Castigating a person like Walter Palmer as “zealously” guarding his 900-acre hunting plot in northern Minnesota “because he would report you” while actively seeking to protect the property from trespassers — like tens of thousands of Minnesotans also do — just shows what a hatchet job you people at the Star Tribune are willing to perform on this person. But the worst is giving out the location of Palmer’s property and where he might be staying. What gives journalists the right of judge, jury and executioner? This man’s life and career are probably ruined already; he didn’t need this besides. Whatever happened to being innocent until proven guilty? I’m disgusted by the coverage the paper has offered. I think I’ll quit buying it.

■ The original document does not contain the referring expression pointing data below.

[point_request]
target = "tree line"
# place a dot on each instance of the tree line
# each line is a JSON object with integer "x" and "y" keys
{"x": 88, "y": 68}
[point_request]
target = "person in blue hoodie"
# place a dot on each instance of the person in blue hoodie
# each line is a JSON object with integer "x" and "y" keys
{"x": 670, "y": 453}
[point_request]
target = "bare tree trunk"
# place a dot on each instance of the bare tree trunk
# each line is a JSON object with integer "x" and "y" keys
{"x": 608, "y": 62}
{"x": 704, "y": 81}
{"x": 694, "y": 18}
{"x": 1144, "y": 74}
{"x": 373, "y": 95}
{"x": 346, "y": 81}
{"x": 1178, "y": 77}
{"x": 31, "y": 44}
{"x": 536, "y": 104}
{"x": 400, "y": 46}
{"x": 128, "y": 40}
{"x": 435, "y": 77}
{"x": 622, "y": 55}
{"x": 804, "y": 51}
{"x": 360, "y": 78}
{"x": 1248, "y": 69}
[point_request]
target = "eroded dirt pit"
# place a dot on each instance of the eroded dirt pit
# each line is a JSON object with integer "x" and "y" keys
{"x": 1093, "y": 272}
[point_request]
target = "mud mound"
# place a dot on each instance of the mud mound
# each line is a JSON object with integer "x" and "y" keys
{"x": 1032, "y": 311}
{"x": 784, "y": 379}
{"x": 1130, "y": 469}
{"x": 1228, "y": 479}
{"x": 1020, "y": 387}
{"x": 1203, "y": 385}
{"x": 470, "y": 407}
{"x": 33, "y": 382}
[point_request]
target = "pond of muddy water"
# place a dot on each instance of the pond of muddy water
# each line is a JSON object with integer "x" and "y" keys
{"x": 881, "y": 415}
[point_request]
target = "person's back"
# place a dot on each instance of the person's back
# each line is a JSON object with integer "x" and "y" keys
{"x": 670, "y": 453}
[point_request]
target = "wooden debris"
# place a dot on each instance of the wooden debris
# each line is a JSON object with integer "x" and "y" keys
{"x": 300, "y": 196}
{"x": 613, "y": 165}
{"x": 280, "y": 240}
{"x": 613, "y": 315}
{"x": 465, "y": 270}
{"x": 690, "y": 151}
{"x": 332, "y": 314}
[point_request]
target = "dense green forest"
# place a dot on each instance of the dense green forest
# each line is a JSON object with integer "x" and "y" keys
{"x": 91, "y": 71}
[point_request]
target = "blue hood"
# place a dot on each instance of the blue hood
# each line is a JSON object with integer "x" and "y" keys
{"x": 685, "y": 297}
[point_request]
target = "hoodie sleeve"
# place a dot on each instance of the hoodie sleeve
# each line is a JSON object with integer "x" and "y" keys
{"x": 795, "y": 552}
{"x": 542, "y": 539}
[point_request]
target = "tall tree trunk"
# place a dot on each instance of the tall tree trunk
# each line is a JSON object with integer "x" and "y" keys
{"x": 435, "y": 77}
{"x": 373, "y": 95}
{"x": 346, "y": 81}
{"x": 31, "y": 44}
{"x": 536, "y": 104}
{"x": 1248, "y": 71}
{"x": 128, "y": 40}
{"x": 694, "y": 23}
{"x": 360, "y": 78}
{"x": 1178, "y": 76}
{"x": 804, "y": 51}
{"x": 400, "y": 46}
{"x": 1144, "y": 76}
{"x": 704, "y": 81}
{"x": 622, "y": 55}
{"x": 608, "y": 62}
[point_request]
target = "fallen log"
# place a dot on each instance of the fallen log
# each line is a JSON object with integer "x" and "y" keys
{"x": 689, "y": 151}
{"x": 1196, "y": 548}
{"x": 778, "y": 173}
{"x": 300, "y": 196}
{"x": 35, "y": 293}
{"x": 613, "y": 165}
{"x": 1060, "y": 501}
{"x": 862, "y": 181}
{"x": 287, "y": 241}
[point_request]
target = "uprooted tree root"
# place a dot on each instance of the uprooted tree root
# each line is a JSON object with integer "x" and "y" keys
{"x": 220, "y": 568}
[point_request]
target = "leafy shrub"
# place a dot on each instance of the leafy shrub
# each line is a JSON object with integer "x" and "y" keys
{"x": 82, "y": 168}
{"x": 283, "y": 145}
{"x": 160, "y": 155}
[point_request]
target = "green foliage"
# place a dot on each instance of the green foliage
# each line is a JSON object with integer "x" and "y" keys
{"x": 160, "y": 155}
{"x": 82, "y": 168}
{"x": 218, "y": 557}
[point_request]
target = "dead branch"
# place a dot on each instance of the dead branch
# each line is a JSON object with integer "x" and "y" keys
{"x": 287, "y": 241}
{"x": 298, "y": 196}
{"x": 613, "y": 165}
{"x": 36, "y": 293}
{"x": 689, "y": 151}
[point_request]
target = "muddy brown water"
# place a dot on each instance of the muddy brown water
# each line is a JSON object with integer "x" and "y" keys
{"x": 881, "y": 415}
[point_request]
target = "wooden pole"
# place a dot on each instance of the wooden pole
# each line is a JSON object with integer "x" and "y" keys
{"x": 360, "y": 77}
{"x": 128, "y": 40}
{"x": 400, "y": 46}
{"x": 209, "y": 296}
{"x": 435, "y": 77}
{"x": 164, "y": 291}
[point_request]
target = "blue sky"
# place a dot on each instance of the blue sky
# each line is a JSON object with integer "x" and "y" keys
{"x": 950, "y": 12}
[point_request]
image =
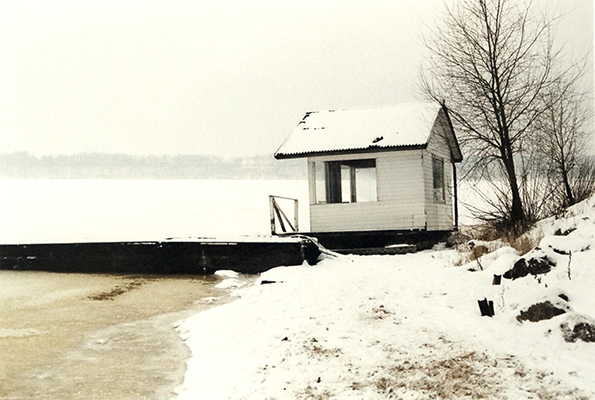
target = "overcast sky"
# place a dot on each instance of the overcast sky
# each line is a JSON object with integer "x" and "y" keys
{"x": 227, "y": 78}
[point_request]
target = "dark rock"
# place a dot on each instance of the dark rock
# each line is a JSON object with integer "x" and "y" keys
{"x": 539, "y": 312}
{"x": 563, "y": 297}
{"x": 486, "y": 307}
{"x": 580, "y": 328}
{"x": 530, "y": 264}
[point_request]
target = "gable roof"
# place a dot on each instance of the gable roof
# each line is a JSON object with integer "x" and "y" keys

Keith Edberg, Cannon Falls, Minn.



Instead of rushing to regulation, turn that thought around

The solution to high-cost payday loans (“Legislators set to try again on rate and loan caps,” Aug. 17) is exactly what the Star Tribune would not want to see — namely, less regulation rather than more. Regulations inevitably become a barrier to entry for people wishing to get into this lucrative market. The fastest way to lower the current effective annual interest rate of 200 percent is having 20 providers unhappy with a 5 percent market share who lower their rates to increase market share. In contrast, the more you regulate, the fewer people will be willing to mess around with all of the “red tape,” leaving a small number of market players with little financial incentive to compete.

Jack Kohler, Plymouth



A cap on property tax increases would stabilize neighborhoods

For decades, a great deal of public and private energy has been dedicated to revitalization of north Minneapolis neighborhoods in an effort to provide greater home and work opportunities for the area’s lower-income residents. As the housing market continues to improve, real estate developers are making plans to build homes on vacant lots, with some homes priced in excess of $300,000. That has upset some local residents who resent the fact that rising home prices might force some long-term residents to sell their homes in the face of increasingly unaffordable property taxes (“Neighbors skeptical of pricier houses,” Aug. 16.)

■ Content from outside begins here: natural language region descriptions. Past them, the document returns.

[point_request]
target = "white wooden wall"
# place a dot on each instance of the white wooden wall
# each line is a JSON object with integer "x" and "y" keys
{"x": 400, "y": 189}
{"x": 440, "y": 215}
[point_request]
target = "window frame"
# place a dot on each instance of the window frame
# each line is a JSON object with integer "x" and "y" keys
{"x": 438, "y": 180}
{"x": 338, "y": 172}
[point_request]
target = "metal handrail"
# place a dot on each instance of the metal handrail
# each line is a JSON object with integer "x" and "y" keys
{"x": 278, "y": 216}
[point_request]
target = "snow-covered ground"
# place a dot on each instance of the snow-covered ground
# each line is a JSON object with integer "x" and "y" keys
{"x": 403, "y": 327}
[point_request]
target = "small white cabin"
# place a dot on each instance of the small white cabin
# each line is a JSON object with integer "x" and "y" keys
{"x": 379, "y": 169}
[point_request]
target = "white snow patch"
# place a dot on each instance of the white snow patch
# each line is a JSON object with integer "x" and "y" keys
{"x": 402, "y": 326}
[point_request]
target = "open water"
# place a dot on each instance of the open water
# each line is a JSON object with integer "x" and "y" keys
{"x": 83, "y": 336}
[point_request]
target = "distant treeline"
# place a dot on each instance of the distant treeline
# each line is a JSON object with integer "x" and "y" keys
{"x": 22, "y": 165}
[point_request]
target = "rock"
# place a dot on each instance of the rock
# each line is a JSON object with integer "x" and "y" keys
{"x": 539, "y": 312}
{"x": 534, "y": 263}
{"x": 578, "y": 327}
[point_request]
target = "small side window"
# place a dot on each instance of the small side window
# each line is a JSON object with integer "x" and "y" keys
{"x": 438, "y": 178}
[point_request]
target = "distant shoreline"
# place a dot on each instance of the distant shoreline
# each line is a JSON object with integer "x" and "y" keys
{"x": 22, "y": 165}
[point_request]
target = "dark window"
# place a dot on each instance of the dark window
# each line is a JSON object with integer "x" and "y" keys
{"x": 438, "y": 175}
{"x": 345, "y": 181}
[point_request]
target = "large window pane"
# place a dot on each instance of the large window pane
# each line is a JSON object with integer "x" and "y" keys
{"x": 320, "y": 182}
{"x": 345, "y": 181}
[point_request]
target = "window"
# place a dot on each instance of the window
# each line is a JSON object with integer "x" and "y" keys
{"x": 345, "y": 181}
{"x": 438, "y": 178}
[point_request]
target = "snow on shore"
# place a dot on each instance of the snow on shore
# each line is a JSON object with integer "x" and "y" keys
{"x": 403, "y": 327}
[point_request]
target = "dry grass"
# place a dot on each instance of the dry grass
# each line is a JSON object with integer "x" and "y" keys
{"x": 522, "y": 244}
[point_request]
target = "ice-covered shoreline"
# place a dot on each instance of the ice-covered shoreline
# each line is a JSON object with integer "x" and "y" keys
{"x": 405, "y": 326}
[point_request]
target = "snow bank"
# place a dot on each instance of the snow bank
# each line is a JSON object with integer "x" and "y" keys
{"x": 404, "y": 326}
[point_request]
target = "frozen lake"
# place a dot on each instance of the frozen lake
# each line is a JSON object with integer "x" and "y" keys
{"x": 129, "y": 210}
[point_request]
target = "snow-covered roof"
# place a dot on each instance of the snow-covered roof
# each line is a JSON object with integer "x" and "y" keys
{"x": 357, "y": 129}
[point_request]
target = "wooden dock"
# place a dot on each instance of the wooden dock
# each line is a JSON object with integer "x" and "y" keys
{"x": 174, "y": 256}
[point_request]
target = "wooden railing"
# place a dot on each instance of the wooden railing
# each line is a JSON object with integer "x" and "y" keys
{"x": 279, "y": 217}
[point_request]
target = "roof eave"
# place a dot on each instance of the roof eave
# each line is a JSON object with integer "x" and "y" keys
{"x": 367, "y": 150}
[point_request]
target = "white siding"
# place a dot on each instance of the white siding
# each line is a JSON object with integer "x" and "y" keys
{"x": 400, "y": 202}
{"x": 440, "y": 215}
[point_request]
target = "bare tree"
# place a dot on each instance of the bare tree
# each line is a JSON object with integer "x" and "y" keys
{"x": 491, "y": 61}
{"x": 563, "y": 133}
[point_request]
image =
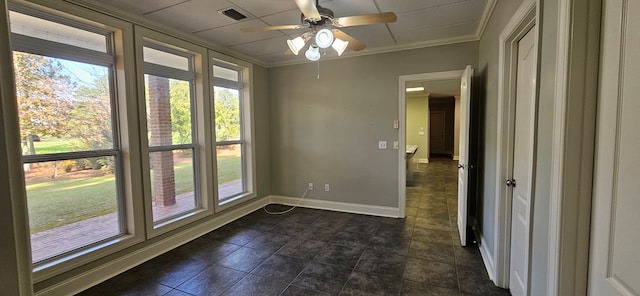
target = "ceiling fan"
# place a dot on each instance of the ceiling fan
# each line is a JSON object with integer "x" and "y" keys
{"x": 325, "y": 30}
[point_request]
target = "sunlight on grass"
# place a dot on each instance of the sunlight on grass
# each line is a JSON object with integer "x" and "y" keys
{"x": 56, "y": 202}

Their concerns are justified. Similar circumstances arose in California in the late 1970s, when a growing population eager for new housing contributed to rapidly increasing home prices. In an effort to make certain that fixed-income homeowners wouldn’t be forced to sell their homes, voters enacted Proposition 13 in 1978. The legislation restricted property tax increases to no more than 1 percent of assessed value, while limiting assessed values themselves to no more than a 2 percent increase annually.

As a Los Angeles resident in the mid-1980s, I was amazed to see that the small homes built by modest-income elderly couples in Beverly Hills remained free of the teardown mania that is underway in so many of our communities. Those folks were able to keep their homes thanks to Prop. 13. Perhaps it is time that Minnesotans demand similar constraints on their family budgets with legislation that prevents government bureaucrats from demanding more and more from us all. After all, government has no right to grow beyond the means of ordinary citizens.